GITHUB_TOKEN is required for CircleCI to create a PR. Make sure you have it configured as an environment variable.

Now, every Tuesday at 9am, new PR will be created. All you need to do is review the PR and merge it. Then the rest will be automatically done.

If you're using CircleCI v2.0, you can also manually trigger the job using API call. You can refer to this document, but it won't work in CircleCI v2.1.

# Assign Reviewers

You can assign reviewers on the PR.

module.exports = {
  pullRequestReviewers: ["user-login1", "user-login2", "user-login3"],

  ...

  // also
  pullRequestTeamReviewers: ["team-slug1", "team-slug2"],
};

One thing you need to be aware of is, you cannot assign yourself as a reviewer. You can put github username of your team or colleagues. The value can be either a string or an array of strings.
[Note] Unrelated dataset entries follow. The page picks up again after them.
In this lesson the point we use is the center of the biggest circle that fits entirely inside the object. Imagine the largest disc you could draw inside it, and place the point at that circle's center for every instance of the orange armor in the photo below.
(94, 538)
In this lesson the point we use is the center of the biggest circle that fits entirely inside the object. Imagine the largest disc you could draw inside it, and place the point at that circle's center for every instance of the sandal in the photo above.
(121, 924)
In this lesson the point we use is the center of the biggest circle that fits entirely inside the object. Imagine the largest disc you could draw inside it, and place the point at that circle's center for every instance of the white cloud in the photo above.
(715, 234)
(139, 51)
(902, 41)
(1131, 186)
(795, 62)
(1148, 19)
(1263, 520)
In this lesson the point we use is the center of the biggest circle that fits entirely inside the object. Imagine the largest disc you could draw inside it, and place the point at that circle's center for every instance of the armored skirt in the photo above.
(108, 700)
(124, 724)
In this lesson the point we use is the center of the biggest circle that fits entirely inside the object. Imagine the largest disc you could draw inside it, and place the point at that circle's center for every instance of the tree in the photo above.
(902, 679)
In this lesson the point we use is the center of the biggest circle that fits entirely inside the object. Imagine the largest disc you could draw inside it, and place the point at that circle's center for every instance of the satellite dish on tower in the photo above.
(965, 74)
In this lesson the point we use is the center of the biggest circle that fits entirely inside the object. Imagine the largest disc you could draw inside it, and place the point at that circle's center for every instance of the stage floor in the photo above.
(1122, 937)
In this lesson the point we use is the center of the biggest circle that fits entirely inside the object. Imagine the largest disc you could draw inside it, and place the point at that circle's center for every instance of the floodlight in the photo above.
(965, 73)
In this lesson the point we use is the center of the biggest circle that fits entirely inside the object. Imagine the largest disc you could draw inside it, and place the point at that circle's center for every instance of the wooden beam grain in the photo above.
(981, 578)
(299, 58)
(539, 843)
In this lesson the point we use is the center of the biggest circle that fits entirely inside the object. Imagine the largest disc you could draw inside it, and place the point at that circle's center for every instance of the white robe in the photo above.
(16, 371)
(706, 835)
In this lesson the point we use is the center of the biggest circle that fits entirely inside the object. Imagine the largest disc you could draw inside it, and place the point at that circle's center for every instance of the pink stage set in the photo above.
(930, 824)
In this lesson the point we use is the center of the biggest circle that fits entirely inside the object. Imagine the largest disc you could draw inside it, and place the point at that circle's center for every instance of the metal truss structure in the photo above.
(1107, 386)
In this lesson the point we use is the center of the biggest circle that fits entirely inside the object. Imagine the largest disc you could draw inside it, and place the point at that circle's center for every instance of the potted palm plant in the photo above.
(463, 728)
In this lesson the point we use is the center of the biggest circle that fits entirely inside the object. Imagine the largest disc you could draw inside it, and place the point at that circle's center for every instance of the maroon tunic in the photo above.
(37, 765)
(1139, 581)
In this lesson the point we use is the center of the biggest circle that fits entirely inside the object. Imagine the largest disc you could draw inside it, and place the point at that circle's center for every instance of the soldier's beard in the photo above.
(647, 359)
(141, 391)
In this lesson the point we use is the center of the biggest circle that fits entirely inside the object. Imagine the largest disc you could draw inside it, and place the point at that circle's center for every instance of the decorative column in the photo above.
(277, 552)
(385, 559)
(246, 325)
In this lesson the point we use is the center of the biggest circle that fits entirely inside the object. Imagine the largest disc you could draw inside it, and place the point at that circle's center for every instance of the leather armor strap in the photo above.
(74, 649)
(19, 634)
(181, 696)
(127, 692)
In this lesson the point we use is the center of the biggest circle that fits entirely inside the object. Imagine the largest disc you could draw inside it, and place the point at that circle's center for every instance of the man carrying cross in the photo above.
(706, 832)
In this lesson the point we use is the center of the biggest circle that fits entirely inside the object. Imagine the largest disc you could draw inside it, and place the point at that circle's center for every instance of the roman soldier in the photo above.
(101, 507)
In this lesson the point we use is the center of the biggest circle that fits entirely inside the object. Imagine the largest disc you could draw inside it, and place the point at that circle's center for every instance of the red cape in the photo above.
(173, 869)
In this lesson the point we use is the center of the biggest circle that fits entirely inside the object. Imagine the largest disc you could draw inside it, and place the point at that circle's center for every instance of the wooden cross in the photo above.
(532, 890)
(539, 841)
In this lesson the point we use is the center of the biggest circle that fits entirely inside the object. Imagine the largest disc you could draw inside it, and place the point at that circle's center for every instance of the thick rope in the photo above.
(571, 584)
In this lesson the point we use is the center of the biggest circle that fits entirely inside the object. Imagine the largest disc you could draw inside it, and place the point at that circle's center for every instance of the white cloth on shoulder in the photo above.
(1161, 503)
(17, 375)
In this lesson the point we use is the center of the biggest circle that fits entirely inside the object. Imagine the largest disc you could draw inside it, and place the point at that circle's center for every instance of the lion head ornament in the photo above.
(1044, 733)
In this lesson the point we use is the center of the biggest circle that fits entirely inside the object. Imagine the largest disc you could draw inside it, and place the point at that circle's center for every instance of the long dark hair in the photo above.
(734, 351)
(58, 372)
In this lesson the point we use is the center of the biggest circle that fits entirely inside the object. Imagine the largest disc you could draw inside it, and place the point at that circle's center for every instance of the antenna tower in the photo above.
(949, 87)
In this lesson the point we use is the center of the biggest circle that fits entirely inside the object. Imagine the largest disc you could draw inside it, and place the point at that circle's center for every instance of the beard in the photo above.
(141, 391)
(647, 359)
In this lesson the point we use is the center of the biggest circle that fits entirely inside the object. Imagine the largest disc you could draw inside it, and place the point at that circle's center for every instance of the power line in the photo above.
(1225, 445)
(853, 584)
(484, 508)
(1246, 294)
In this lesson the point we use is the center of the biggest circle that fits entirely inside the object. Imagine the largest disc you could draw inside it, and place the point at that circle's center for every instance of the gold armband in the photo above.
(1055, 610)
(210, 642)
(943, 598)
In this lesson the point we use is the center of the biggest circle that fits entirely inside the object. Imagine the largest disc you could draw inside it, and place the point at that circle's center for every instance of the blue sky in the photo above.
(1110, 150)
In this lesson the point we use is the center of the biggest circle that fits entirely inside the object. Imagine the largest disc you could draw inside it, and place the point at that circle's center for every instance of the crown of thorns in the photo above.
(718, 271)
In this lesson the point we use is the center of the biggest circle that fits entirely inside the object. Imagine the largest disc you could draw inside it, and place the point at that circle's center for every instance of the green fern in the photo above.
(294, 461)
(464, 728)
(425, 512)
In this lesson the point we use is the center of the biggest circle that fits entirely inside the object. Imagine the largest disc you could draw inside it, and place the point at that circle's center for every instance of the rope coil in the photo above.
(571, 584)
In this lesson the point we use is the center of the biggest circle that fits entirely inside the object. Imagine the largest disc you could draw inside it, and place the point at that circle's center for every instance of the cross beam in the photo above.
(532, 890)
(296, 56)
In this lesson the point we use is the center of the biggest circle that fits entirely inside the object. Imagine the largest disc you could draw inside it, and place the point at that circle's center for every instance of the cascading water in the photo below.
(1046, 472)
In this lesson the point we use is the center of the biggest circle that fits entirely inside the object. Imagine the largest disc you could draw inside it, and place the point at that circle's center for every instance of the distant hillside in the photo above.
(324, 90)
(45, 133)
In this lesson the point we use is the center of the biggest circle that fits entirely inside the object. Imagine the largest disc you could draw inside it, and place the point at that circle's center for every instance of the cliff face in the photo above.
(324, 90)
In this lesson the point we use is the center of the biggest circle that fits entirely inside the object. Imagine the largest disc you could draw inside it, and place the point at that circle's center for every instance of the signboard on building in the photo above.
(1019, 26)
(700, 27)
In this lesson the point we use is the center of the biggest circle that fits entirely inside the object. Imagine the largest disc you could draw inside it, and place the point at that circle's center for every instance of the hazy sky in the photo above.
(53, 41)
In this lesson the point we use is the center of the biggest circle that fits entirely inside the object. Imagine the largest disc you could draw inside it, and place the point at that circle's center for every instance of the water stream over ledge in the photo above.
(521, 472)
The assignees will receive a notification from GitHub when the PR is created. Whenever they review and merge the PR, it will be automatically released by the prior configuration you've done here.

# SLACK_INCOMING_HOOK

If you configure an environment variable SLACK_INCOMING_HOOK, Ship.js will send messages

  • when shipjs prepare is finished
  • when shipjs trigger begins
  • when shipjs trigger is finished

You can read more to customize this behavior.

# Release somewhere else

You can use Ship.js to release projects somewhere other than NPM.

For example,

module.exports = {
  publishCommand: () => 'npx now',
};

By default, publishCommand returns yarn publish or npm publish. You can override it like the above to release it to wherever you want.

If you have configured monorepo, this command will run in each package in monorepo.packagesToPublish.